【昔から事故だらけの原発 1976年~の事故】

動燃事故 プルトニウムも外部漏出 検出量ごく微量

動力炉・核燃料開発事業団(動燃)東海事業所(茨城県東海村)で11日起きた再処理工場爆発事故で、プルトニウムなど人体に有害なアルファ線を出す超ウラン元素が放出されていたことが14日までに、分かった。検出量は微量だが、建物の3階まで噴き上げられ、外部にも漏れていた。
爆発のあったアスファルト固化処理施設3階で、動燃が12日に床をぬぐって測定したところ、2カ所でアルファ線を検出した。放射能レベルは1平方センチ当たり0.028ベクレルで、立ち入り禁止区域を設定する基準値1平方センチ当たり4ベクレルを大きく下回っている。
また、14日公表された排気筒の放射線検出器データでも、爆発後、アルファ線を放出するチリをとらえており、割れたガラス窓か、または排気筒を通じて、外部にプルトニウムなどが漏れたことは確実だ
アルファ線はヘリウム原子核と同じもので、破壊力が強く、呼吸などで体内に取り込むと、がんを起こす恐れがある。半面、ベータ線やガンマ線と比べて粒子が大きいので、紙1枚で遮ることができる。核分裂によって放射されるアルファ線は空気中を数センチ飛ぶだけ。爆発の規模が大きかったために、爆風で超ウラン元素が1階から3階まで10メートルも噴き上げられたとみている。
また、同じ排気筒のベータ線検出器では爆発の直後から放射線レベルが急上昇し、30分足らずの間に約100倍になっていた。
動燃は、放射性ヨウ素の外部への放出量は210万ベクレルとしているが、超ウラン元素をはじめとする他の放射性物質の放出量は「把握していない」という。
再処理工場で処理する使用済み燃料には、プルトニウムなど超ウラン元素が含まれており、低レベル廃棄物の中にも除去し切れなかったものが少量含まれている。こうした元素が周囲にまき散らされたらしい。超ウラン元素は放射能の半減期が1000年、1万年単位と長く、処理が難しい。

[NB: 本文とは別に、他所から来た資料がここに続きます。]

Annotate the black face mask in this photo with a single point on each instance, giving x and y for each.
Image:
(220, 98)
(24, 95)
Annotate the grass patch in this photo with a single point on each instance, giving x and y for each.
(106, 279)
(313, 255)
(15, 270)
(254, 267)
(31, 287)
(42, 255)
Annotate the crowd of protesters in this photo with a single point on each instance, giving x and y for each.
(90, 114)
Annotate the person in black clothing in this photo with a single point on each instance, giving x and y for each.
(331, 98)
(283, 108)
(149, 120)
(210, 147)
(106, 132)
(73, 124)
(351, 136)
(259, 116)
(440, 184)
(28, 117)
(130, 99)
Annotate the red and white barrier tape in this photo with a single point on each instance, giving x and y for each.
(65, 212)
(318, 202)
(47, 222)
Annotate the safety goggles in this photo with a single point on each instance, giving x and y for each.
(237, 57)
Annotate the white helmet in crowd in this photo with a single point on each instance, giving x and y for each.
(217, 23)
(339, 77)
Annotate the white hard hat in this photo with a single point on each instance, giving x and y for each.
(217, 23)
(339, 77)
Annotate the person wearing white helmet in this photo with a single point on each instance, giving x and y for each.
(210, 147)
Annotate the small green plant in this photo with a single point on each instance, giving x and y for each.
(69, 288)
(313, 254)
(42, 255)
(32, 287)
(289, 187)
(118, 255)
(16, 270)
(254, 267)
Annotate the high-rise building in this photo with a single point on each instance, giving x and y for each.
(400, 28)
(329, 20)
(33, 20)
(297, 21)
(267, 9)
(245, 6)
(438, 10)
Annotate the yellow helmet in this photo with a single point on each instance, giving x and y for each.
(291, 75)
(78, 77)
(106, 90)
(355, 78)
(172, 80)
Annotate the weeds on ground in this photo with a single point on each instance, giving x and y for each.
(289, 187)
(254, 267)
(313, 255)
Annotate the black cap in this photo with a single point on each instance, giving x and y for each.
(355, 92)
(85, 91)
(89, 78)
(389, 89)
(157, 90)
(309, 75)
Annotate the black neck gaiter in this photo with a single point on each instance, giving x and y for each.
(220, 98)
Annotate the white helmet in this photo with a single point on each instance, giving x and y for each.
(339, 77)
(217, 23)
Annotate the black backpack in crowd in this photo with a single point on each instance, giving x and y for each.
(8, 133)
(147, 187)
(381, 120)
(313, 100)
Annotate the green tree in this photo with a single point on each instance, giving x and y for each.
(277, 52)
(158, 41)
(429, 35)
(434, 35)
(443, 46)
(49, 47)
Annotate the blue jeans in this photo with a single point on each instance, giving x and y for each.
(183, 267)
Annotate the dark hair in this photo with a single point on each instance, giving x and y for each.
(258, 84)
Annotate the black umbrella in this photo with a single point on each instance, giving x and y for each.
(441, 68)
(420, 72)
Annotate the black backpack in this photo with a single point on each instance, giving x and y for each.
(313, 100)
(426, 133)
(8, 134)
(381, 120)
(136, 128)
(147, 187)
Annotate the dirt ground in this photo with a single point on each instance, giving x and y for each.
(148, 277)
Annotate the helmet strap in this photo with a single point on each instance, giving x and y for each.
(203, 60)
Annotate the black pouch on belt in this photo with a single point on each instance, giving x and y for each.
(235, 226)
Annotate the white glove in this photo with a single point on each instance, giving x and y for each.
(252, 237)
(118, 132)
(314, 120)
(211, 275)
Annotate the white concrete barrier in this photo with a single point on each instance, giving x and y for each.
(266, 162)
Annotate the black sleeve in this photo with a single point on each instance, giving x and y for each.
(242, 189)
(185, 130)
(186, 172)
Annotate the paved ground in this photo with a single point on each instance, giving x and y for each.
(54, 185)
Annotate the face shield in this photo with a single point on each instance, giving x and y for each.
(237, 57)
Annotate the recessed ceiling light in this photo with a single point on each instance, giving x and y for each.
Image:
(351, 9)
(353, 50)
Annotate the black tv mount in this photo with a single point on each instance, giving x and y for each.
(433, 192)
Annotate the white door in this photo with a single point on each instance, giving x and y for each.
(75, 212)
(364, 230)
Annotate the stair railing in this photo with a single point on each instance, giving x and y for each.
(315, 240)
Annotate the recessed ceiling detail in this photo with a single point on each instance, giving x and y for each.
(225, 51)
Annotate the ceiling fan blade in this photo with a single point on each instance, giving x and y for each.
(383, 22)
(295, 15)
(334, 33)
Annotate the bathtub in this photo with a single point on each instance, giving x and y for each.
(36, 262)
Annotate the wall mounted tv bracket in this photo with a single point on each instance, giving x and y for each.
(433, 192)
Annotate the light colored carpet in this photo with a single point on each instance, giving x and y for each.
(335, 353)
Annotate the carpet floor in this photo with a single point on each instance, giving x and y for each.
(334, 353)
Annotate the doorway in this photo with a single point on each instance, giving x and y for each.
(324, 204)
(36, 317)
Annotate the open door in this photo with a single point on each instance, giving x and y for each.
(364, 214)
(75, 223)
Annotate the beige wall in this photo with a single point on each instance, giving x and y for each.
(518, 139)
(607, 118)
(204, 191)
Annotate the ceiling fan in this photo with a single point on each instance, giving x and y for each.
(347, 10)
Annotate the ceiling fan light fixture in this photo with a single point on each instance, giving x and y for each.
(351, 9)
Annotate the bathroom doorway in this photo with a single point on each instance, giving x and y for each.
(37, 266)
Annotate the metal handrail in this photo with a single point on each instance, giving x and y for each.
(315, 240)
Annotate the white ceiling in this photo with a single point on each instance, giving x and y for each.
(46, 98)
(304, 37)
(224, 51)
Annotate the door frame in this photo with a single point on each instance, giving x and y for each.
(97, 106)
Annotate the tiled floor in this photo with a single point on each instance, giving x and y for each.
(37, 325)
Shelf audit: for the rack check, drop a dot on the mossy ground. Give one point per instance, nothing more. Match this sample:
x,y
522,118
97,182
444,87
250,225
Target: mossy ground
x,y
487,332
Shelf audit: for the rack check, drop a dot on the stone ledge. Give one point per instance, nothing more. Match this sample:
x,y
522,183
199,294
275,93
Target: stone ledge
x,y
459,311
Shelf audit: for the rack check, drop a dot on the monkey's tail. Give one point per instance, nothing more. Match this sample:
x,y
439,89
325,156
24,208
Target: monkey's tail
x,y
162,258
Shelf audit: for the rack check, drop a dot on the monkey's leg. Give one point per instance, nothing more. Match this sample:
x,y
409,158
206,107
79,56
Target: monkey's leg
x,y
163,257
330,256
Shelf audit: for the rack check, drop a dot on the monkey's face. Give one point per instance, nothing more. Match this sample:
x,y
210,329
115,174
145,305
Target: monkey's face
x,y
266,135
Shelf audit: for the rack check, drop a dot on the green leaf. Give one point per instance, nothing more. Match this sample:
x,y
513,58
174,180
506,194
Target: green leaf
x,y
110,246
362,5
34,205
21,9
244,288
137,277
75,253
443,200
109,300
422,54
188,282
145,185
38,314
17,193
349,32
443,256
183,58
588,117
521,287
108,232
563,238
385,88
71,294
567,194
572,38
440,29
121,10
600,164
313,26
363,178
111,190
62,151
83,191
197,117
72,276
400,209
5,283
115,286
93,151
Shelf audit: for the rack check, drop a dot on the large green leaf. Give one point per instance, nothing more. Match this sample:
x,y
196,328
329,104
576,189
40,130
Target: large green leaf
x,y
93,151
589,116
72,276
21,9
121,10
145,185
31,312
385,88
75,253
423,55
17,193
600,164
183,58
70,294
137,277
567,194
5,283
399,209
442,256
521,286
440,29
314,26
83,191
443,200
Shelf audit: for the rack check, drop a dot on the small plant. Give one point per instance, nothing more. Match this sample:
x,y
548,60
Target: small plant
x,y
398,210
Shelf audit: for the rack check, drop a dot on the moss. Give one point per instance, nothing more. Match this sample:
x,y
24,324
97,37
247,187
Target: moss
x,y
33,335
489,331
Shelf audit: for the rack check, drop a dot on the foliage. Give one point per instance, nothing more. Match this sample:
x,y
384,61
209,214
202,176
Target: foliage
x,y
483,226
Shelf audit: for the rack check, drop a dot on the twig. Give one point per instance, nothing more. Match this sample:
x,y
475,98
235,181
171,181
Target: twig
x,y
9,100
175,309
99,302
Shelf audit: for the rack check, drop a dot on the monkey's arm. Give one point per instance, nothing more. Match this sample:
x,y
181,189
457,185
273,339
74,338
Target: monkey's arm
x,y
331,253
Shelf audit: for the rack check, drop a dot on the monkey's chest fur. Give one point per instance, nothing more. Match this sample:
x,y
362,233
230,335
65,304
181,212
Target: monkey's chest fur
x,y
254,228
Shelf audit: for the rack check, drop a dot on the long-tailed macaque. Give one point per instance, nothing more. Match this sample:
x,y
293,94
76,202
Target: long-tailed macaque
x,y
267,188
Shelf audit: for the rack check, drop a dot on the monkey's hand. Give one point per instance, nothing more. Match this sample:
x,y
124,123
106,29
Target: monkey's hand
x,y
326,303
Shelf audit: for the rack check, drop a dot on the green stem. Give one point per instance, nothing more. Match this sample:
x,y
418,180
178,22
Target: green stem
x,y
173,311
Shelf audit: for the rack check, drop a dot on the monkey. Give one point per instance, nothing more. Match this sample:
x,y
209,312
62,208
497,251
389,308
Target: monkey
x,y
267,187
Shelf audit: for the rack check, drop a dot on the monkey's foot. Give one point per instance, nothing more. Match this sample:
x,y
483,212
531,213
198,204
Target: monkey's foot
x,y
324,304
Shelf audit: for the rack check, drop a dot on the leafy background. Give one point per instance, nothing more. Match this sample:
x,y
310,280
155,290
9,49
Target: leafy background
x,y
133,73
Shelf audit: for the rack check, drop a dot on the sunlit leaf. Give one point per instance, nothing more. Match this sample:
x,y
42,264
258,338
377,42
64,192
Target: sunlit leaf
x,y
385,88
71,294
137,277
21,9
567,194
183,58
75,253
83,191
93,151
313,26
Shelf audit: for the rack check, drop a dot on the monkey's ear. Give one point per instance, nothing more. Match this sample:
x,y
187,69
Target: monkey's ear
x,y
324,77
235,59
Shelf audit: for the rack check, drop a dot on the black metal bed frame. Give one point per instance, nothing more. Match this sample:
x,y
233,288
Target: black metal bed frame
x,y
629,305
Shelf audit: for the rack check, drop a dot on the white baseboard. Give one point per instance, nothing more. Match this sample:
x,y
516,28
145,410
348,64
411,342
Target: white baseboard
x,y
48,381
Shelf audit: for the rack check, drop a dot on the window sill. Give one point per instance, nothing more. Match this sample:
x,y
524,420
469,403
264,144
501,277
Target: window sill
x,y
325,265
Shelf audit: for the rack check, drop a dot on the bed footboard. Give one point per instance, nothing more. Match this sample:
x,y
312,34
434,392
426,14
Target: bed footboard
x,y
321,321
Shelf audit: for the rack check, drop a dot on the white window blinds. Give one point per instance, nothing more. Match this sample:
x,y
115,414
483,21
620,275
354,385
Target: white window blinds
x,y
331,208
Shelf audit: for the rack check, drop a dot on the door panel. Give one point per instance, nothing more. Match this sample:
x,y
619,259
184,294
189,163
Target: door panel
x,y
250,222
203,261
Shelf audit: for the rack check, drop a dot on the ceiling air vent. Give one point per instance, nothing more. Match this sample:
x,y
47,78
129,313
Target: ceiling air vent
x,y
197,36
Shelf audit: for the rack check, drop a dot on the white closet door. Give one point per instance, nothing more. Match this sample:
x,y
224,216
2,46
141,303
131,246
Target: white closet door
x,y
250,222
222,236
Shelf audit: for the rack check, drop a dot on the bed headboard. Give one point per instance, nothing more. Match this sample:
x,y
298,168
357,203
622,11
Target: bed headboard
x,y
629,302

<プルトニウム> 放射性元素の1つ。自然界には存在せず、原子炉の使用済み核燃料を再処理して取り出す。核燃料に使われるプルトニウム239は半減期が約2万4000年で、人体に取り込まれると、放射線障害を起こしやすく、きわめて危険だとされている。ウランよりも原子核中の陽子の数が多い元素を総称して超ウラン元素という。すべて人工の放射性元素で、プルトニウムやアメリシウムなどがある。